Agar bisa menguasai kekayaan alam Papua Barat, Indonesia selalu menggunakan pendekatan militeristik. Hal ini sudah dilakukan sejak tahun 1961, dimana Soekarno memerintahkan kepada salah satunya Mayjen Soeharto untuk melaksanakan operasi militer “TRIKORA”. Memang pada saat itu niat Soekarno adalah untuk melepaskan Papua Barat dari belenggu colonial Belanda. Tapi pada akhirnya, selama masa peralihan penyerahan wilayah Papua Barat dari Belanda ke Indonesia melalui UNTEA telah terjadi banyak operasi militer, dengan tujuan mengintimidasi dan memanipulasi psikis warga Papua. Agar nantinya ketika PEPERA mereka mau bergabung dengan Indonesia, dan ini berarti adanya pemaksaan dengan kekerasan yang dilakukan oleh tentara Indonesia.

Dan pada akhirnya pun, ketika PEPERA berlangsung hanya sekitar 1000 suara yang diambil, itu pun sebelumnya para pemilik hak suara telah di setting oleh militer Indonesia agar memilih untuk bergabung dengan NKRI pada 1969. Mereka mengalami tekanan dan ancaman dari militer, karena jika tidak bergabung dengan Indonesia mereka akan dibunuh. Sungguh kejamnya militer Indonesia dibawah rezim Orba ketika itu.

Lalu masyarakat Papua Barat hari ini, banyak yang menginginkan referendum kembali untuk menentukan nasibnya sendiri sebagai bangsa yang merdeka.
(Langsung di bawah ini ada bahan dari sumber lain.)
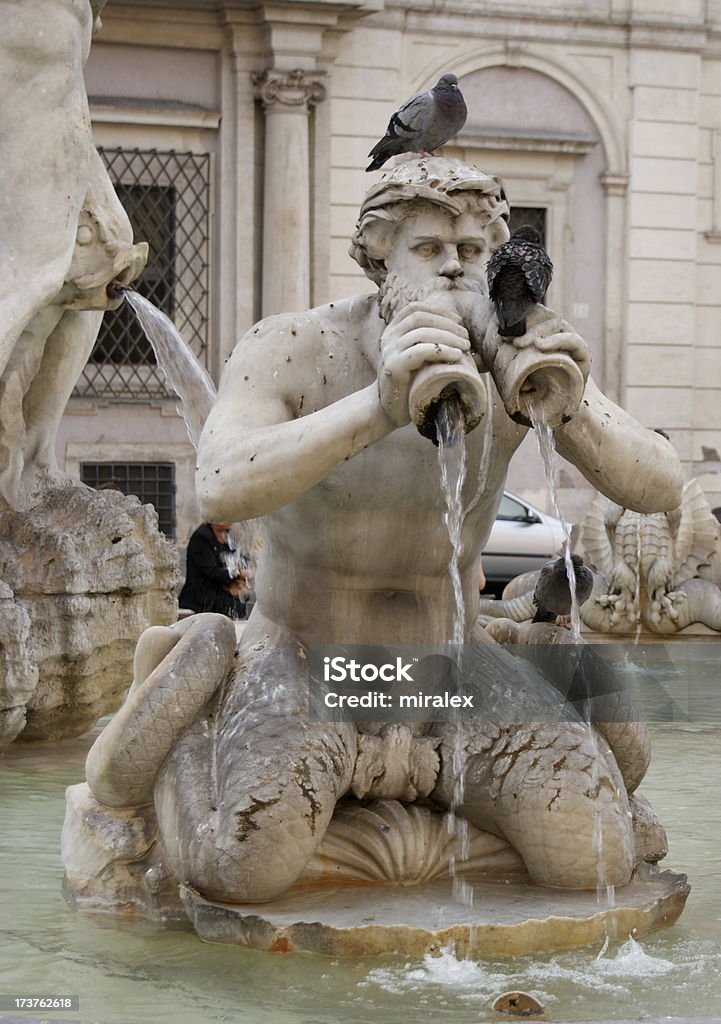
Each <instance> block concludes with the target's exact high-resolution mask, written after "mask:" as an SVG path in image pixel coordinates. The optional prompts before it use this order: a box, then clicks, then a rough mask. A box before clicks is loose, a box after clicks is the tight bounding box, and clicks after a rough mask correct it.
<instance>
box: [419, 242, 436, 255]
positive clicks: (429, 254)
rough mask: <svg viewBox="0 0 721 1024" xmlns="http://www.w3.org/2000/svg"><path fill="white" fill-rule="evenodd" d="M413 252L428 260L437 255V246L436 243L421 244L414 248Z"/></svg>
mask: <svg viewBox="0 0 721 1024" xmlns="http://www.w3.org/2000/svg"><path fill="white" fill-rule="evenodd" d="M414 252H415V253H416V255H417V256H421V257H422V258H423V259H430V258H431V256H435V255H436V254H437V252H438V245H437V243H436V242H421V243H420V244H419V245H417V246H416V247H415V248H414Z"/></svg>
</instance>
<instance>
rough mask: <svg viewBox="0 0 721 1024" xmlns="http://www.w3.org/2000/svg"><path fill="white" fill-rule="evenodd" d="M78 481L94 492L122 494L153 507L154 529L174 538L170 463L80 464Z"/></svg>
mask: <svg viewBox="0 0 721 1024" xmlns="http://www.w3.org/2000/svg"><path fill="white" fill-rule="evenodd" d="M80 479H81V480H82V481H83V483H87V485H88V486H89V487H95V488H97V489H98V490H105V489H112V490H122V493H123V494H124V495H135V497H136V498H139V499H140V501H141V502H142V503H143V505H153V506H154V507H155V510H156V512H157V513H158V526H159V528H160V529H161V530H162V531H163V532H164V534H165V536H166V537H175V464H174V463H172V462H81V464H80Z"/></svg>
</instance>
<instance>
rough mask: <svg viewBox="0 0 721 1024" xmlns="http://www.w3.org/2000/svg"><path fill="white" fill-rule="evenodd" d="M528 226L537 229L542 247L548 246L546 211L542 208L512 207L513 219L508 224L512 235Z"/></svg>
mask: <svg viewBox="0 0 721 1024" xmlns="http://www.w3.org/2000/svg"><path fill="white" fill-rule="evenodd" d="M524 224H528V225H529V226H531V227H535V228H536V230H537V231H538V232H539V234H540V236H541V245H542V246H545V245H546V210H545V208H544V207H541V206H514V207H511V217H510V220H509V222H508V227H509V228H510V231H511V234H513V232H514V231H516V230H518V228H519V227H522V226H523V225H524Z"/></svg>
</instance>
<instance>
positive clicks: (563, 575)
mask: <svg viewBox="0 0 721 1024" xmlns="http://www.w3.org/2000/svg"><path fill="white" fill-rule="evenodd" d="M570 561H571V564H572V566H574V577H575V579H576V599H577V601H578V603H579V607H581V605H582V604H583V603H584V601H587V600H588V599H589V597H590V596H591V591H592V590H593V572H592V571H591V569H590V568H589V567H588V565H584V560H583V558H582V557H581V555H571V556H570ZM570 603H571V602H570V585H569V583H568V573H567V571H566V562H565V558H564V557H563V556H562V555H561V557H560V558H556V559H555V560H554V561H550V562H546V564H545V565H544V566H543V568H542V569H541V575H540V577H539V580H538V583H537V584H536V590H535V591H534V604H535V605H536V609H537V610H536V614H535V615H534V618H533V621H534V622H535V623H552V622H555V620H556V618H557V616H559V615H561V616H565V615H569V614H570Z"/></svg>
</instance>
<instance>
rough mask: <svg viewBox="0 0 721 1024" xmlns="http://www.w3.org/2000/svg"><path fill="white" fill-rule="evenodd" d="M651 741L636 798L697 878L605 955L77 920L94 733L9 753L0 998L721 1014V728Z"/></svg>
mask: <svg viewBox="0 0 721 1024" xmlns="http://www.w3.org/2000/svg"><path fill="white" fill-rule="evenodd" d="M653 740H654V745H653V751H654V757H653V763H652V765H651V768H650V771H649V775H648V778H647V780H646V782H645V784H644V785H643V787H642V791H643V793H644V795H645V796H647V797H649V798H650V799H651V801H652V803H653V805H654V807H655V809H656V811H658V812H659V813H660V815H661V817H662V820H663V821H664V823H665V825H666V827H667V829H668V831H669V839H670V845H671V853H670V855H669V857H668V858H667V861H666V864H667V865H668V866H669V867H673V868H676V869H680V870H685V871H687V873H688V876H689V880H690V882H691V884H692V887H693V888H692V891H691V895H690V897H689V900H688V904H687V907H686V910H685V912H684V914H683V915H682V916H681V919H680V921H679V923H678V924H677V925H676V926H675V927H674V928H673V929H670V930H667V931H663V932H656V933H655V934H654V935H652V936H649V937H647V938H644V939H643V940H642V941H641V942H640V943H636V942H634V941H633V940H629V941H627V942H625V943H622V944H620V945H616V946H611V947H609V948H608V949H607V950H605V951H604V952H602V951H601V949H600V948H590V947H589V948H586V949H583V950H577V951H574V952H563V953H554V954H548V955H545V956H538V955H535V956H525V957H516V958H515V959H508V961H503V959H494V961H484V962H480V963H473V962H459V961H457V959H456V958H455V957H454V956H452V955H451V954H450V953H443V954H441V955H440V956H437V957H432V956H426V957H424V958H423V959H417V961H409V959H408V958H407V957H374V958H366V959H358V961H345V959H333V961H331V959H327V958H324V957H320V956H313V955H310V954H291V955H288V954H285V955H284V954H270V953H260V952H255V951H253V950H248V949H243V948H237V947H230V946H211V945H207V944H205V943H202V942H201V941H200V940H199V939H197V938H196V937H195V936H194V935H193V934H192V933H186V932H160V933H159V932H156V931H155V930H154V929H153V928H152V927H151V926H149V925H146V924H143V923H140V922H134V921H119V920H117V919H112V918H107V919H105V918H101V916H90V915H87V914H84V915H81V914H78V913H76V912H75V911H74V910H72V909H71V908H70V907H69V906H68V905H67V904H66V902H65V901H63V899H62V897H61V896H60V892H59V888H60V879H61V873H62V871H61V866H60V860H59V853H58V839H59V833H60V826H61V823H62V817H63V793H65V787H66V785H68V784H70V783H73V782H77V781H81V780H82V778H83V762H84V757H85V752H86V749H87V745H88V743H87V740H86V739H85V740H70V741H66V742H63V743H57V744H54V745H53V746H50V745H49V744H33V745H32V746H31V745H28V746H25V748H16V749H13V750H11V751H10V752H9V753H8V754H7V755H5V757H3V758H2V759H0V780H1V784H2V794H3V797H2V809H3V816H2V836H1V837H0V886H1V888H2V893H1V894H0V896H1V902H0V906H1V907H2V909H1V910H0V992H3V993H11V992H12V993H14V992H17V993H19V992H26V993H30V994H41V993H42V992H48V991H54V992H57V993H62V994H79V995H80V999H81V1001H80V1012H78V1011H74V1012H69V1013H68V1014H66V1015H65V1018H66V1019H73V1020H78V1019H82V1020H86V1021H89V1020H92V1021H101V1022H118V1024H121V1022H122V1024H144V1022H149V1024H151V1022H153V1024H156V1022H157V1024H165V1022H168V1024H170V1022H172V1024H199V1022H205V1021H209V1022H210V1021H243V1022H244V1024H246V1022H248V1024H265V1022H267V1024H286V1022H289V1024H290V1022H293V1024H301V1022H303V1024H304V1022H307V1024H326V1022H328V1024H331V1022H332V1024H337V1022H338V1021H341V1020H342V1021H343V1022H344V1024H356V1022H357V1024H360V1022H363V1024H368V1022H373V1024H386V1022H387V1024H390V1022H392V1024H396V1022H397V1021H398V1020H402V1024H416V1022H419V1024H420V1022H427V1021H429V1020H432V1021H433V1022H441V1024H442V1022H449V1024H450V1022H454V1024H464V1022H469V1021H484V1020H492V1019H494V1020H498V1018H497V1017H496V1016H495V1015H493V1014H492V1013H491V1010H490V1007H491V1002H492V1000H493V999H494V997H495V996H496V995H498V994H500V993H501V992H503V991H506V990H508V989H511V988H522V989H524V990H526V991H529V992H532V993H533V994H534V995H536V996H537V997H538V998H539V999H541V1001H542V1002H544V1004H545V1005H546V1006H547V1008H548V1011H549V1017H550V1018H551V1019H553V1020H556V1021H574V1020H592V1019H599V1018H604V1019H614V1018H617V1019H618V1018H627V1017H633V1018H641V1017H643V1016H650V1017H656V1016H658V1017H674V1016H682V1015H685V1016H688V1017H702V1016H719V1017H721V983H720V982H719V977H720V972H721V944H720V942H719V939H720V938H721V852H720V851H721V846H720V844H719V839H720V833H721V829H720V827H719V826H720V824H721V810H719V803H718V798H717V794H718V787H719V783H720V782H721V742H720V740H721V728H717V727H716V726H714V728H710V727H704V726H702V725H692V726H688V725H686V726H678V725H676V726H674V725H666V726H663V727H656V728H655V729H654V730H653ZM599 954H600V955H599ZM53 1019H58V1020H61V1019H63V1015H62V1014H59V1013H56V1012H55V1016H54V1017H53Z"/></svg>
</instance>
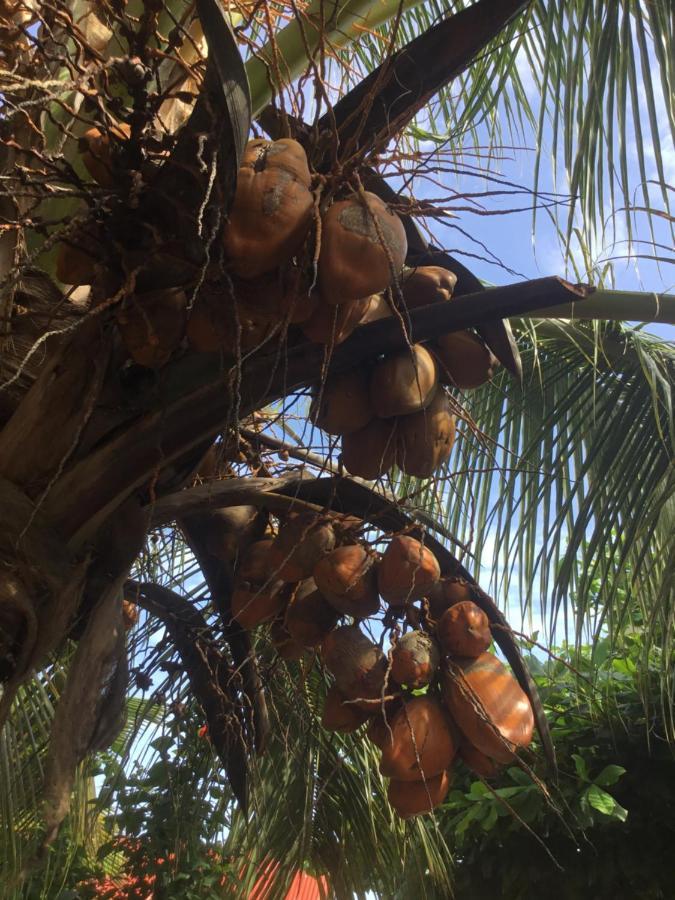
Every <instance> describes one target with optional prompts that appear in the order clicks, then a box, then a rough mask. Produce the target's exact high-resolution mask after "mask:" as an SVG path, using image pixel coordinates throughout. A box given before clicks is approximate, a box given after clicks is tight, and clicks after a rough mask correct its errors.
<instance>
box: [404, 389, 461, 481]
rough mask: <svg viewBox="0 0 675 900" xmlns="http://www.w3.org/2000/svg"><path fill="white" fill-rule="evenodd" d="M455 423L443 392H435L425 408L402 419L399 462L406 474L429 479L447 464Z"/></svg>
mask: <svg viewBox="0 0 675 900" xmlns="http://www.w3.org/2000/svg"><path fill="white" fill-rule="evenodd" d="M455 422H456V420H455V416H454V415H453V413H452V411H451V409H450V404H449V400H448V398H447V396H446V395H445V392H444V391H443V390H438V391H436V393H435V395H434V397H433V399H432V401H431V403H430V404H429V406H427V408H426V409H422V410H420V411H419V412H417V413H413V414H412V415H410V416H401V417H400V418H399V420H398V447H397V450H396V461H397V463H398V465H399V467H400V468H401V469H402V470H403V471H404V472H405V473H406V475H414V476H415V477H416V478H429V477H430V476H431V475H433V473H434V472H435V471H437V470H438V469H439V468H440V467H441V466H442V465H443V464H444V463H446V462H447V461H448V459H449V458H450V453H451V451H452V447H453V444H454V443H455Z"/></svg>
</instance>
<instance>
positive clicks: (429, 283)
mask: <svg viewBox="0 0 675 900" xmlns="http://www.w3.org/2000/svg"><path fill="white" fill-rule="evenodd" d="M456 284H457V276H456V275H455V274H454V273H453V272H450V271H449V270H448V269H443V268H441V266H418V267H417V268H416V269H409V270H407V271H406V272H405V273H404V275H403V278H402V279H401V292H402V294H403V299H404V301H405V305H406V306H407V308H408V309H418V308H419V307H420V306H428V305H429V304H430V303H438V302H439V301H442V302H444V301H446V300H449V299H450V298H451V297H452V292H453V291H454V289H455V285H456Z"/></svg>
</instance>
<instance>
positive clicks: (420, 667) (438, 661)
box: [391, 631, 441, 688]
mask: <svg viewBox="0 0 675 900" xmlns="http://www.w3.org/2000/svg"><path fill="white" fill-rule="evenodd" d="M440 659H441V657H440V653H439V651H438V647H437V646H436V643H435V641H434V639H433V638H432V637H431V635H429V634H427V633H426V631H409V632H408V633H407V634H404V635H403V637H401V638H399V640H398V641H397V643H396V646H395V647H394V649H393V651H392V654H391V676H392V678H393V679H394V681H397V682H398V683H399V684H405V685H407V687H409V688H420V687H424V685H425V684H429V682H430V681H431V680H432V678H433V677H434V675H435V674H436V671H437V669H438V665H439V663H440Z"/></svg>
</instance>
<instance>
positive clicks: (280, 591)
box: [231, 540, 289, 629]
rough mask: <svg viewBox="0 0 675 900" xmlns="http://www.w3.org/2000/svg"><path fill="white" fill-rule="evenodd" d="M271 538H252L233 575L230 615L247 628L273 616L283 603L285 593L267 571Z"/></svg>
mask: <svg viewBox="0 0 675 900" xmlns="http://www.w3.org/2000/svg"><path fill="white" fill-rule="evenodd" d="M271 547H272V541H271V540H264V541H256V543H254V544H251V546H250V547H249V548H248V550H247V551H246V553H245V554H244V555H243V557H242V559H241V562H240V564H239V566H238V568H237V572H236V575H235V583H234V591H233V592H232V602H231V605H232V617H233V618H234V619H236V620H237V622H239V624H240V625H241V626H242V628H246V629H251V628H255V626H256V625H260V624H261V623H262V622H269V621H271V620H272V619H274V617H275V616H277V615H278V614H279V613H280V612H281V611H282V610H283V609H284V607H285V606H286V604H287V602H288V600H289V592H288V590H287V589H286V585H285V584H284V582H283V581H281V580H280V579H277V578H275V577H274V575H273V574H272V573H271V571H270V564H269V556H270V550H271Z"/></svg>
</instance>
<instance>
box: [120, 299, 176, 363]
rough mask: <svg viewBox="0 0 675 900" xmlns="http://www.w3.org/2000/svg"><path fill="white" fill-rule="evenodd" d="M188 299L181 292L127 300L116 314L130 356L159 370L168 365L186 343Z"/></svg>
mask: <svg viewBox="0 0 675 900" xmlns="http://www.w3.org/2000/svg"><path fill="white" fill-rule="evenodd" d="M186 306H187V298H186V296H185V292H184V291H183V290H181V289H180V288H174V289H168V290H161V291H147V292H146V293H143V294H135V295H133V296H132V297H127V298H126V300H125V301H124V304H123V305H122V306H121V307H119V308H118V311H117V325H118V327H119V330H120V334H121V336H122V340H123V341H124V346H125V347H126V348H127V352H128V353H129V356H131V358H132V359H133V360H134V362H136V363H138V364H139V365H140V366H147V367H148V368H150V369H156V368H159V367H160V366H163V365H164V364H165V363H166V362H168V360H169V358H170V356H171V354H172V353H173V352H174V350H176V349H177V348H178V346H179V344H180V342H181V341H182V339H183V334H184V333H185V323H186Z"/></svg>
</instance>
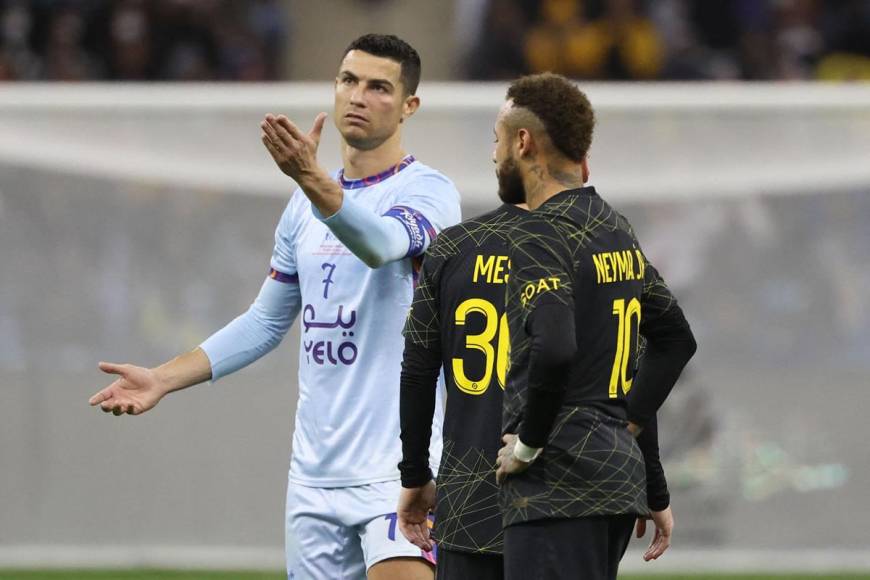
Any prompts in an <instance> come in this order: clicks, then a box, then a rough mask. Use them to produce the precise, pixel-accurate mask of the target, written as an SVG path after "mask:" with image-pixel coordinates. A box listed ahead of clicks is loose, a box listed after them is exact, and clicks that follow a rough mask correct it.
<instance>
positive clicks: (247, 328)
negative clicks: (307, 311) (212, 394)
mask: <svg viewBox="0 0 870 580" xmlns="http://www.w3.org/2000/svg"><path fill="white" fill-rule="evenodd" d="M301 302H302V298H301V294H300V292H299V285H298V283H290V282H287V283H285V282H279V281H277V280H273V279H270V278H267V279H266V281H265V282H264V283H263V287H262V288H261V289H260V293H259V294H258V295H257V299H256V300H255V301H254V303H253V304H252V305H251V307H250V308H249V309H248V310H247V312H245V313H244V314H242V315H241V316H238V317H237V318H236V319H235V320H233V321H232V322H230V323H229V324H227V325H226V326H224V327H223V328H222V329H220V330H219V331H217V332H216V333H214V334H213V335H211V336H210V337H209V338H208V339H206V340H205V341H204V342H203V343H202V344H201V345H200V348H201V349H202V351H203V352H204V353H205V354H206V356H207V357H208V359H209V361H210V362H211V375H212V376H211V378H212V380H215V381H216V380H218V379H219V378H221V377H223V376H226V375H228V374H231V373H233V372H235V371H237V370H239V369H241V368H244V367H246V366H247V365H249V364H251V363H252V362H254V361H255V360H257V359H259V358H260V357H262V356H263V355H265V354H266V353H268V352H270V351H271V350H272V349H274V348H275V347H276V346H278V344H279V343H280V342H281V340H282V339H283V338H284V335H286V334H287V331H288V330H289V329H290V326H291V325H292V324H293V320H295V318H296V316H297V315H298V314H299V310H300V307H301Z"/></svg>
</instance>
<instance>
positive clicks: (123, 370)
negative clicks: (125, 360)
mask: <svg viewBox="0 0 870 580" xmlns="http://www.w3.org/2000/svg"><path fill="white" fill-rule="evenodd" d="M97 366H98V367H100V370H101V371H103V372H104V373H108V374H110V375H121V376H122V377H125V376H127V373H128V371H129V369H130V365H127V364H117V363H110V362H100V363H98V365H97Z"/></svg>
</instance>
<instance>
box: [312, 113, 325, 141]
mask: <svg viewBox="0 0 870 580" xmlns="http://www.w3.org/2000/svg"><path fill="white" fill-rule="evenodd" d="M324 123H326V113H319V114H318V115H317V118H316V119H314V126H313V127H311V131H310V132H309V133H308V136H309V137H311V139H313V140H314V143H316V144H320V135H321V134H322V133H323V125H324Z"/></svg>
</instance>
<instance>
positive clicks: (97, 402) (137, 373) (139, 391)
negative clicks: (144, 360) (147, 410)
mask: <svg viewBox="0 0 870 580" xmlns="http://www.w3.org/2000/svg"><path fill="white" fill-rule="evenodd" d="M99 367H100V370H101V371H103V372H104V373H108V374H111V375H118V378H117V379H116V380H115V382H113V383H112V384H111V385H109V386H108V387H106V388H105V389H103V390H102V391H100V392H99V393H97V394H95V395H94V396H93V397H91V398H90V400H89V401H88V402H89V403H90V404H91V406H92V407H95V406H97V405H99V406H100V408H101V409H102V410H103V411H104V412H106V413H110V412H111V413H113V414H115V415H123V414H125V413H126V414H128V415H140V414H142V413H144V412H145V411H147V410H149V409H151V408H152V407H154V405H156V404H157V403H158V402H159V401H160V399H161V398H163V395H165V394H166V391H165V389H164V386H163V383H162V382H161V380H160V378H159V377H158V376H157V373H155V372H154V371H153V370H152V369H147V368H144V367H137V366H135V365H130V364H115V363H107V362H101V363H100V364H99Z"/></svg>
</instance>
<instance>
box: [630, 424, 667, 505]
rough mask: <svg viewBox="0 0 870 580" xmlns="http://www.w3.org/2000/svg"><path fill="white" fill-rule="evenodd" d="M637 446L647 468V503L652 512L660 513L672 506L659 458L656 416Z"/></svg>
mask: <svg viewBox="0 0 870 580" xmlns="http://www.w3.org/2000/svg"><path fill="white" fill-rule="evenodd" d="M637 444H638V446H639V447H640V451H641V453H643V461H644V464H645V466H646V503H647V505H648V506H649V509H651V510H652V511H654V512H660V511H662V510H663V509H665V508H667V507H668V506H669V505H670V504H671V494H670V492H669V491H668V481H667V479H666V478H665V470H664V467H662V461H661V458H660V457H659V433H658V420H657V418H656V417H655V416H654V417H653V418H652V419H651V420H650V421H649V422H648V423H647V425H646V427H644V429H643V431H641V432H640V435H638V436H637Z"/></svg>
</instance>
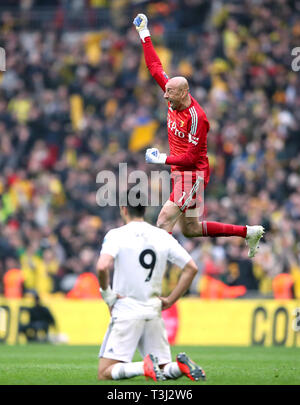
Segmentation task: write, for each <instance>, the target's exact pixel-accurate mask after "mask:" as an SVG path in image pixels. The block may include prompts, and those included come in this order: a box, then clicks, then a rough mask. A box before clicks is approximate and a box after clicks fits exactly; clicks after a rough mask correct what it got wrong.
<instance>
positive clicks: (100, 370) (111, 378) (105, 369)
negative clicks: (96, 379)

Karena selama Papua Barat bergabung dengan Indonesia, mereka merasa dikhianati dan dijajah oleh Indonesia. Tapi disaat mereka menuntut referendum dan menuntut Hak Menentukan Nasibnya Sendiri sebagai bangsa yang merdeka. lagi-lagi apa yang dilakukan Indonesia adalah mengerahkan apparat TNI/Polri untuk membungkam rakyat West Papua yang bersuara. Ntah sampai kapan hal ini akan terus terjadi pada Bangsa Papua Barat, yang pasti saya dan pembaca yang sadar akan ketertindasan Bangsa West Papua oleh kolonial Indonesia harus turut menyuarakan apa yang hari ini rakyat West Papua inginkan. Terus lancarkan protes melalui sosial media ataupun aksi solidaritas kepada pemerintah Indonesia untuk memberika Hak Menentukan Nasib Sendiri bagi Bangsa West Papua. Sekian dan terimkasih.